The breach was alleged to have caused Baxter to lose more than $550 million after the Food and Drug Administration (FDA) mandated a recall of the Colleague Infusion Pumps in 2010. Westmoreland was a shareholder that sustained a significant stock value loss; it claimed the loss was caused by Baxter’s board’s and officers’ breach of fiduciary duty.
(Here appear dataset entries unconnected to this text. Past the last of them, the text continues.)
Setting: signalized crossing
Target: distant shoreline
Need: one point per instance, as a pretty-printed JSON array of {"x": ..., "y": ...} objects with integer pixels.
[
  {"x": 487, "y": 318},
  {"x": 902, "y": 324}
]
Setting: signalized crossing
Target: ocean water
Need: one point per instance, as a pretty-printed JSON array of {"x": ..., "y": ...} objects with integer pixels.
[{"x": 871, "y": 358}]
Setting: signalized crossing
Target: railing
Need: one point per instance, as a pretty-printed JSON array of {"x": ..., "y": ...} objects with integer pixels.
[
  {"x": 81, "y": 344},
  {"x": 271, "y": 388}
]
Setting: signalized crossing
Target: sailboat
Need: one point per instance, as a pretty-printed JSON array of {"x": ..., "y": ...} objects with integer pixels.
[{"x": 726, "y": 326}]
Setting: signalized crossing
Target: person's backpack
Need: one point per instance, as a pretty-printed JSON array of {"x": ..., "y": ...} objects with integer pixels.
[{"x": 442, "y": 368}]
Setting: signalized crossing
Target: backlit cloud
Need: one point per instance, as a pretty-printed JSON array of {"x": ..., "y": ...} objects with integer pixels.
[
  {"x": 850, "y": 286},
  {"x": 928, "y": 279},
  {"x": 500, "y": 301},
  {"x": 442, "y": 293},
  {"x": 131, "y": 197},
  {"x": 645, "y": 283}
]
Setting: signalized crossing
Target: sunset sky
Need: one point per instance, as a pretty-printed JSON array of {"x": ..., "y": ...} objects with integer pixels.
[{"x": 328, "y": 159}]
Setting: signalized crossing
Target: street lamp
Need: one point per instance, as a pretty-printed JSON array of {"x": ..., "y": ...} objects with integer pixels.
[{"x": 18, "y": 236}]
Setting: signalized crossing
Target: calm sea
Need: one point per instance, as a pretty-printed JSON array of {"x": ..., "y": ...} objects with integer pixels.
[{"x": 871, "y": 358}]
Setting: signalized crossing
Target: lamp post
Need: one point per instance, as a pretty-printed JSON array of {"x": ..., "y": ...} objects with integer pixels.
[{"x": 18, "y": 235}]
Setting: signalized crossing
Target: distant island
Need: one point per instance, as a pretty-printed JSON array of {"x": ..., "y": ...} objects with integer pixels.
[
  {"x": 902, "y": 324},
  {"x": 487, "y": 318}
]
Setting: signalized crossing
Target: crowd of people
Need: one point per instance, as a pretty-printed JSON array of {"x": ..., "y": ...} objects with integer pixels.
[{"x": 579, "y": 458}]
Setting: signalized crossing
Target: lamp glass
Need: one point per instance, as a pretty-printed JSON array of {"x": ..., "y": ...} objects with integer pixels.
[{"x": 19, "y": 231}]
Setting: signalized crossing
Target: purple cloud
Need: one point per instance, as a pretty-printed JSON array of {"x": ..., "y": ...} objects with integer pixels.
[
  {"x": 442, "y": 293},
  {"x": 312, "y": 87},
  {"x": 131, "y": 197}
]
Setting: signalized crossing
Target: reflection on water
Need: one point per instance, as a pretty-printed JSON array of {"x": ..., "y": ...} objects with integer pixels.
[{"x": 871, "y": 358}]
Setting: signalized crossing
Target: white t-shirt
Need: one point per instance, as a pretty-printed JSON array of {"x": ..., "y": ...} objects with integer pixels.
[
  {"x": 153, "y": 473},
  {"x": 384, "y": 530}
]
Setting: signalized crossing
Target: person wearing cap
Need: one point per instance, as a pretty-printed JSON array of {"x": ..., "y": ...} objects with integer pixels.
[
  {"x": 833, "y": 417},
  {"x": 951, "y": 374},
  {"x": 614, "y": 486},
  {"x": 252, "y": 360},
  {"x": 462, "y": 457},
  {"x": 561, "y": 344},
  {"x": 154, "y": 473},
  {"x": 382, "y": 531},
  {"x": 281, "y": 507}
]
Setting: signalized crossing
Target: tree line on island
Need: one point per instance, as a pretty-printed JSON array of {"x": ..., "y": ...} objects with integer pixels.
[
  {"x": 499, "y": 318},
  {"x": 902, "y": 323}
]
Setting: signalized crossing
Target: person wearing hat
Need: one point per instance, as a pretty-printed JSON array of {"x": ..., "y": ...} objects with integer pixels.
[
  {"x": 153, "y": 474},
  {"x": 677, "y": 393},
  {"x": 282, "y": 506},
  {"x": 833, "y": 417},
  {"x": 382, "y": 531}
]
In the mid-1990s, Baxter was manufacturing and selling a product called the Colleague Infusion Pump (Pump), an electronic medical device used to deliver intravenous fluids to patients. The FDA closely regulates the medical device industry and required that companies comply with “current good manufacturing practices” and “quality system regulations” (see 21 C.F.R. Part 820), when manufacturing such medical devices. Between 1999 and 2005, the pumps were suffering from a range of defects, some relating to the manufacturing process and others to flaws in the machinery. The FDA discovered some of these problems during its inspections on Baxter’s facilities. The FDA sent a series of warning letters to Baxter in which it detailed Baxter’s failure to bring its manufacturing process into compliance with quality-controlled standards. In October 2005, the FDA took the drastic step of filing a complaint in federal court seeking forfeiture of all of Baxter-owned Colleague Infusion Pumps.